Here are some signs that your mother is asking too much of you:
-You would describe your mom as “needy”, “clingy”, “overbearing”, "smothering", or “demanding”
-You feel more like the adult, while your mother sometimes feels like a child
-She asks or demands that you help her with chores or finances too often
-You feel obliged to be “on-call” almost all the time in case she wants to talk, text, hang out with you, or lean on you for support
-You feel guilty when you try to end a call with her, when you decline plans with her, when you chose to spend time with friends and partners instead, etc.
-You frequently find yourself comforting your mom, giving her advice, listening to her problems and worries
-She shares things with you that you’re uncomfortable with or overwhelmed by. For example, her marital complaints or her financial problems
-She is persistent or guilt-trips you when you don’t reply to her calls/texts quickly enough
-Your mom rarely asks how you are, or if she does, she doesn’t seem to pay much attention to the answer
-Sometimes she cries to you and it feels dramatic or even manipulative
-You have chronic or persistent anxiety and feelings of guilt
-You talk to, visit, or help your mom most often out of a sense of obligation rather than a truly desiring or enjoying the contact
Why is this happening?
Enmeshment can develop for a number of reasons. Sometimes it comes from your mother's expectations of how a mother-child relationship should be, based on her experiences in her own family. Often an enmeshed mother is relying on her child to meet important social and emotional needs because her marriage and other adult relationships are problematic or absent. And some enmeshed mothers have longstanding, maladaptive personality traits - or even full-blown personality disorders.
Your family system was at heightened risk for developing this enmeshed mother-child dynamic if one or more of the following happened:
-Your mother was extremely close with her own mother into adulthood (note: a person who was very distant with her own parents may overcompensate and smother her children)
-One parent died prematurely
-Your parents separated or divorced
-A parent was emotionally and/or physically absent (due to serious illness, workaholism, addiction, depression, affairs, etc.)

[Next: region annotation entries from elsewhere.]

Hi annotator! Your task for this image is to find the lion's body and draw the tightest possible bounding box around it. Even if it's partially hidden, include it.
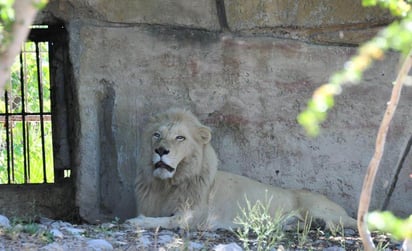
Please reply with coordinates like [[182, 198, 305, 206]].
[[129, 110, 356, 229]]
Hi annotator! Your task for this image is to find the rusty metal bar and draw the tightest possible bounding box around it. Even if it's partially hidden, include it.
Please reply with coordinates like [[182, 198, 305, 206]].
[[35, 42, 47, 183]]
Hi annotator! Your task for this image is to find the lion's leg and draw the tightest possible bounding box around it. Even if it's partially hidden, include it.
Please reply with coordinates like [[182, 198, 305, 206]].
[[296, 190, 357, 229], [126, 212, 193, 229]]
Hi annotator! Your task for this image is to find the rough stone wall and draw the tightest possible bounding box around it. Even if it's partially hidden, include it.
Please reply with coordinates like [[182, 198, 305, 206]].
[[40, 0, 412, 221]]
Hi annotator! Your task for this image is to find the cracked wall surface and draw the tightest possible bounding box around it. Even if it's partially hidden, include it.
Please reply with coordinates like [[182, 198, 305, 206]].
[[39, 0, 412, 222]]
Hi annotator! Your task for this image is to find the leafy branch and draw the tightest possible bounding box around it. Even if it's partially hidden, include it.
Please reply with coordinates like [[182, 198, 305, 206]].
[[0, 0, 48, 90], [298, 0, 412, 136], [298, 0, 412, 251]]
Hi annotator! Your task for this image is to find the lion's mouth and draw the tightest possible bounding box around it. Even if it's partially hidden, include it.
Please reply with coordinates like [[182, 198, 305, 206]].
[[155, 161, 175, 173]]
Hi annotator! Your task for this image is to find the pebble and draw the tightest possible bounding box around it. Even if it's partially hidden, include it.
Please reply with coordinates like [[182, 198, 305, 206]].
[[50, 228, 64, 239], [0, 215, 10, 228], [214, 242, 243, 251], [39, 242, 65, 251], [323, 246, 345, 251], [87, 239, 113, 251]]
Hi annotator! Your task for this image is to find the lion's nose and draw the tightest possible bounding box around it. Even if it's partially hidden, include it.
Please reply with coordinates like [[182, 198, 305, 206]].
[[155, 147, 170, 157]]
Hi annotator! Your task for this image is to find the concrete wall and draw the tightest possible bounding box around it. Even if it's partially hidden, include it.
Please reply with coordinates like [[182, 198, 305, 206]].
[[39, 0, 412, 221]]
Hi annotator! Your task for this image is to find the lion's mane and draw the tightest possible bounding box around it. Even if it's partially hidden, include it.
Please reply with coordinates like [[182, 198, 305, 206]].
[[135, 109, 218, 217]]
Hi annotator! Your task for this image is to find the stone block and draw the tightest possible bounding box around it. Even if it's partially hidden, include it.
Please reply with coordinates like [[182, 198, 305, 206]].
[[225, 0, 392, 31], [45, 0, 220, 30]]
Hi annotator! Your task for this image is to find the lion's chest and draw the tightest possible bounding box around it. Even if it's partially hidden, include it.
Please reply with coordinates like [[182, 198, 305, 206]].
[[138, 183, 189, 217]]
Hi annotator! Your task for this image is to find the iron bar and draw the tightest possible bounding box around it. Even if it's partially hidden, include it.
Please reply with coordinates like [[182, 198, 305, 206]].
[[4, 92, 11, 184], [35, 42, 47, 183], [19, 49, 28, 183]]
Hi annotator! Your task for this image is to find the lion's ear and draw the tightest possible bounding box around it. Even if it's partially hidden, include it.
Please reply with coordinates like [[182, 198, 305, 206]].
[[198, 126, 212, 144]]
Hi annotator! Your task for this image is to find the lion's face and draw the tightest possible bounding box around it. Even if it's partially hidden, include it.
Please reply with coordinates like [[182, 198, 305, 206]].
[[152, 116, 211, 180]]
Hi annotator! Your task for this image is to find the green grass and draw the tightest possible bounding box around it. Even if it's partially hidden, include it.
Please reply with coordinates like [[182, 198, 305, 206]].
[[0, 42, 54, 184]]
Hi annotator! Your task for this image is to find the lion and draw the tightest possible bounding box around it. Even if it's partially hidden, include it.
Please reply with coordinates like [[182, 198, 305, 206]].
[[127, 109, 356, 230]]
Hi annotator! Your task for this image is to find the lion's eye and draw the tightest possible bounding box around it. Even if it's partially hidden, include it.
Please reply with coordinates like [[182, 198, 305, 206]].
[[176, 136, 186, 141]]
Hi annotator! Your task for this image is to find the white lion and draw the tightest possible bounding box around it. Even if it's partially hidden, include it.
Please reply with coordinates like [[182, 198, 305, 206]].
[[127, 109, 356, 229]]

-Your father was physically or otherwise abusive to your mom
-Either parent abused alcohol, pills, or drugs
-Your mother was raised in a dysfunctional family
-Your mother displays narcissistic or borderline personality traits
With some effort, we can bring compassion to a parent who displays frustrating or even abusive behaviors. But this is not the same as accepting it or resigning yourself to a life of this dynamic. You have every right to assert your need for space. A good psychotherapist can support you in making chages in the ways you interact with your mother so that you can breathe.